With the rebirth of the gold industry, in 1999, gold has dominated the mineral industry in Tanzania, and was expected to grow substantially in the near future. Because of significant exploration successes and government investment incentives, Tanzania's mining sector has been playing an increasingly important role in the economy. The value of output in the mining sector grew by 13.9% in 2000, 9.1% in 1999, and 27.4% in 1998—nearly doubling from 1996 to 2000, primarily because of substantial increases in diamond and gold production. GDP grew by 4.9% in 2000, 4.7% in 1999, and 4% in 1998. Mining contributed 2.3% to GDP in 2000; in 1994, mineral production accounted for 13%. Between 1995 and 2000, expenditures on exploration and mine development in Tanzania exceeded $1 billion, most of which was directed toward gold.
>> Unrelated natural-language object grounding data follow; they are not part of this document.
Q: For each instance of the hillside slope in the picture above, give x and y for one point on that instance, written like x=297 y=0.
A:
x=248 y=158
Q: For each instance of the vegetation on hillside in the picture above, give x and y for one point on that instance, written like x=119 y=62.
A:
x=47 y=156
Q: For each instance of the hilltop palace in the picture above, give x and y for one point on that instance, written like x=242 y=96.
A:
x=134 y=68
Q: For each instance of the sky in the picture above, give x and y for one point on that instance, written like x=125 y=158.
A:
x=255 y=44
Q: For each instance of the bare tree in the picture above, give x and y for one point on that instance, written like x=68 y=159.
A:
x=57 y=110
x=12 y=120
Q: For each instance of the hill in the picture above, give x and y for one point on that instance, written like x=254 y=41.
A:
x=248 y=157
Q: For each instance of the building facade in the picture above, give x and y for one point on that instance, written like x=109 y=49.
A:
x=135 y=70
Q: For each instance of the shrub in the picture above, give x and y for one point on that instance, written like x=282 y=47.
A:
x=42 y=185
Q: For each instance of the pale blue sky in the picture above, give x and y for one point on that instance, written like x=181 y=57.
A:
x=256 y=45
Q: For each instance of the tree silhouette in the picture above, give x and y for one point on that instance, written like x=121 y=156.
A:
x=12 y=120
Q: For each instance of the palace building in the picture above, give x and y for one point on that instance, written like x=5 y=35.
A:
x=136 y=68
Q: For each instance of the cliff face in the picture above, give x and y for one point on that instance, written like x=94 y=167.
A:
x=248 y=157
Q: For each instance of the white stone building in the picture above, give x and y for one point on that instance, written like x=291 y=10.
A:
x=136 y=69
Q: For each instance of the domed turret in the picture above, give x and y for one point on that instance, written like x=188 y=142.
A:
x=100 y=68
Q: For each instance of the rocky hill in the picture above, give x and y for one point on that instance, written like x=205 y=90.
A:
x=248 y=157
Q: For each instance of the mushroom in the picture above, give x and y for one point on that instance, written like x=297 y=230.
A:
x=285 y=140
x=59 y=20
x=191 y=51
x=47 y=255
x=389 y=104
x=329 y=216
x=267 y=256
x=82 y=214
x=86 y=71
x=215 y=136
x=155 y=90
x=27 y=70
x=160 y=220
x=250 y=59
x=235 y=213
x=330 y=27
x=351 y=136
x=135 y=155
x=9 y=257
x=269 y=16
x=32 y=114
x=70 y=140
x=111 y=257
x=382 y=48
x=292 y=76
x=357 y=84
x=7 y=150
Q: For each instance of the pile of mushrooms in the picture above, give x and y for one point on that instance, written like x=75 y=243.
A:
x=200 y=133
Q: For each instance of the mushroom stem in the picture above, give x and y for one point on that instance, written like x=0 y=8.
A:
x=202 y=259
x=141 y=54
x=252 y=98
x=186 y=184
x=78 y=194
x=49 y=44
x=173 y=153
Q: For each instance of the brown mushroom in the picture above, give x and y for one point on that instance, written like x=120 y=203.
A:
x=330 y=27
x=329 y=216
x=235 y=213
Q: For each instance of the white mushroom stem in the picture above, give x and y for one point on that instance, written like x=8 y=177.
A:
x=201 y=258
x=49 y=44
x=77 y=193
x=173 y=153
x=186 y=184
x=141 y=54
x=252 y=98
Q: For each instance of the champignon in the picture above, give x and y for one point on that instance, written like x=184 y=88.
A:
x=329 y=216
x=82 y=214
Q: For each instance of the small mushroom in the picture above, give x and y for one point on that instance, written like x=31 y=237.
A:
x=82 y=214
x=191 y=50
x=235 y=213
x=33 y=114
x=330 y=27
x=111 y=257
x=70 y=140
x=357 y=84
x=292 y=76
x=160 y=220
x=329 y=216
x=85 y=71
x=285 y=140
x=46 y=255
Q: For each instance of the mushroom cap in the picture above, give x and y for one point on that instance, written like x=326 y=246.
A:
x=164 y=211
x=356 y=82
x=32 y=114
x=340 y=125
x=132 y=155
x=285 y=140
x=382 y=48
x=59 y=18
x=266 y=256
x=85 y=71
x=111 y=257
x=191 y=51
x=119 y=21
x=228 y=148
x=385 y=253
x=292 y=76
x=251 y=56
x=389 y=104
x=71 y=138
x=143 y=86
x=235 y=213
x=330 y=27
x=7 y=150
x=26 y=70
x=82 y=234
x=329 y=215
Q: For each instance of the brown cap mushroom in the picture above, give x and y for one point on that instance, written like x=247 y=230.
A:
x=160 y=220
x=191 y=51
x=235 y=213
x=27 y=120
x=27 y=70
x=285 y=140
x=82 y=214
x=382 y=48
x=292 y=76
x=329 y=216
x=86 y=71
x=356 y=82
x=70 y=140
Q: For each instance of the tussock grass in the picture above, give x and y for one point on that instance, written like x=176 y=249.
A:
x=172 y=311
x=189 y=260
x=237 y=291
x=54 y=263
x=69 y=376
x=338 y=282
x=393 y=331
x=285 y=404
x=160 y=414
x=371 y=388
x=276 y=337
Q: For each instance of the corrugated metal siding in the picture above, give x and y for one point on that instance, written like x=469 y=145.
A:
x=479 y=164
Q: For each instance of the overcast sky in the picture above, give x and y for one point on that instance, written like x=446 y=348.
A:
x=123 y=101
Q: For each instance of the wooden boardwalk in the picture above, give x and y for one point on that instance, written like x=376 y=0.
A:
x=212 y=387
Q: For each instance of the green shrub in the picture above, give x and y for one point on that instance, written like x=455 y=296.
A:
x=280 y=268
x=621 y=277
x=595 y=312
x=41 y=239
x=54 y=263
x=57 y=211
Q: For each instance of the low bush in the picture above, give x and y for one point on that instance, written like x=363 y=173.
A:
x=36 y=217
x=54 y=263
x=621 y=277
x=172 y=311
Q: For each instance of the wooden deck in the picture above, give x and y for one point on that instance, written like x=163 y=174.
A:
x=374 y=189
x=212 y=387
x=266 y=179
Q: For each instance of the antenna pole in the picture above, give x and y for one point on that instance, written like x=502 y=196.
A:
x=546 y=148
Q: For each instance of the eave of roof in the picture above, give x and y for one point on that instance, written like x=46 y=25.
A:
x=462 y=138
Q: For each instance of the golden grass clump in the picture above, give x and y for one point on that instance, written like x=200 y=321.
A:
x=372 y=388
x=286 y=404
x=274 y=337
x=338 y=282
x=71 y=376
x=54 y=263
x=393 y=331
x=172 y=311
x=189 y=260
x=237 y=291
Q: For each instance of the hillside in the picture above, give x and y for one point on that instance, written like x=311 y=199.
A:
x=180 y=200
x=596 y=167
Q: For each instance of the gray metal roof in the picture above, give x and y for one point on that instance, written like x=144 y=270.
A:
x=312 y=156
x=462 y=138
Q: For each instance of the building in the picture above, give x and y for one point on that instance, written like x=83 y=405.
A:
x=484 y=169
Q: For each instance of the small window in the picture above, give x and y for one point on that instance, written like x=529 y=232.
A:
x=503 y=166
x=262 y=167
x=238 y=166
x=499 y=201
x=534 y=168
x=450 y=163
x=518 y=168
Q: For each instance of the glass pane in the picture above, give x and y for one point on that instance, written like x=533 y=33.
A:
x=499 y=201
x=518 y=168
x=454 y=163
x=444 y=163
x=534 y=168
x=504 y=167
Gold was the top export commodity in 2002, and diamond and gold mining comprised the country's second-leading industry, followed by oil refining, and the production of cement, fertilizer, and salt. Gold exports increased from $3.34 million in 1998 to $120.53 million in 2000; diamond exports, from $12.11 million to $45.75 million; gemstone exports, from $8.13 million to $18.50 million; and tanzanite exports totaled $32 million.
Output of refined gold was 15,060 kg in 2000, up from 4,767 in 1999 and 427 in 1998; output fell to less than 10 kg in 1981. With the opening of three new mines, and planned investment of $1.5 billion, gold production was expected to reach 30,000 kg in 2001 and 57,000 kg in 2007. The Geita gold mine (owned by Anglogold and Ashanti Goldfields) started production in mid-2000, produced 5,500 kg from 1.24 million tons of ore by the end of the year, and planned to produce 15,600 kg per year; Geita's total resources amounted to 90.1 million tons (4 grams per ton of gold), and total reserves, 63.6 million tons (3.8 grams per ton of gold). Barrick's Bulyanhulu gold mine was expected to start production in 2001, and planned to produce 12,400 kg per year of gold and 20,000 tons of copper concentrate by 2004; resources were 30.75 million tons containing 454,000 kg of gold, and proven and probable reserves totaled 23.37 million tons containing 311,600 kg of gold. Other gold fields included Musoma (east of Lake Victoria), Lupa (southeast of Lake Rukwa), Mpanda (east of Lake Tanganyika), the new North Mara (northwestern Tanzania), the Golden Pride Mine, Golden Ridge, Tulawaka, Nyakafuru, Kitongo, Buckreef, Rwamagaza, Miyabi, Mwagi Magi, Buhemba, and Rukwa.
Diamond output in 2000 was 354,400 carats, up from 234,800 in 1999 and 123,100 in 1997. Diamonds—85% of which were gem-quality or semigem-quality—were mined at the Williamson field, in Mwadui. The deposits were owned jointly by the government and Willcroft, of Canada. Diamond production has declined since the 1967 peak (988,000 carats), because of depletion of higher-grade ores and equipment failure. Production hit a low in 1994, 17,177 carats. Diamond resources were 114 million tons containing 6.5 million carats. The output of other gemstones (including alexandrite, amethyst, aquamarine, cat's eye, chrysoprase, emerald, garnet, opal, peridot, rhodolite, ruby, sapphire, scapolite, spinel, tanzanite, topaz, tourmaline, and zircon) was 150,800 kg in 2000, compared to 95,200 in 1999, 48,518 in 1998, and 509,489 in 1997. African Gem Resources, the new owner of block C of the Merlani mining area, estimated that block C, with resources of 2.24 million tons of ore, grading 22 carats per ton, contained two-thirds of the world's known deposits of tanzanite.
In 2000, Tanzania produced 60,000 tons of crude gypsum and anhydrite, as well as calcite, hydraulic cement, clays (including bentonite and kaolin), crushed limestone, salt, glass sand, and soda ash, and presumably stone, and sand and gravel. Resources of limestone totaled 155 million tons; marble resources for lime production totaled 137 million tons; and calcitic marble resources amounted to 121 million tons. No iron ore or graphite was produced in 1998–2000, and no phosphate minerals in 1999 and 2000. Resources and proven reserves of iron ore—in Itewe, Liganga, and the Uluguru Mountains—totaled 103 million tons. Deposits of cobalt, copper, lead, mica, nickel, phosphates, tin, titanium, tungsten, and uranium were also known to occur, and companies were exploring for cobalt and nickel and planning to produce copper concentrate from a gold mine.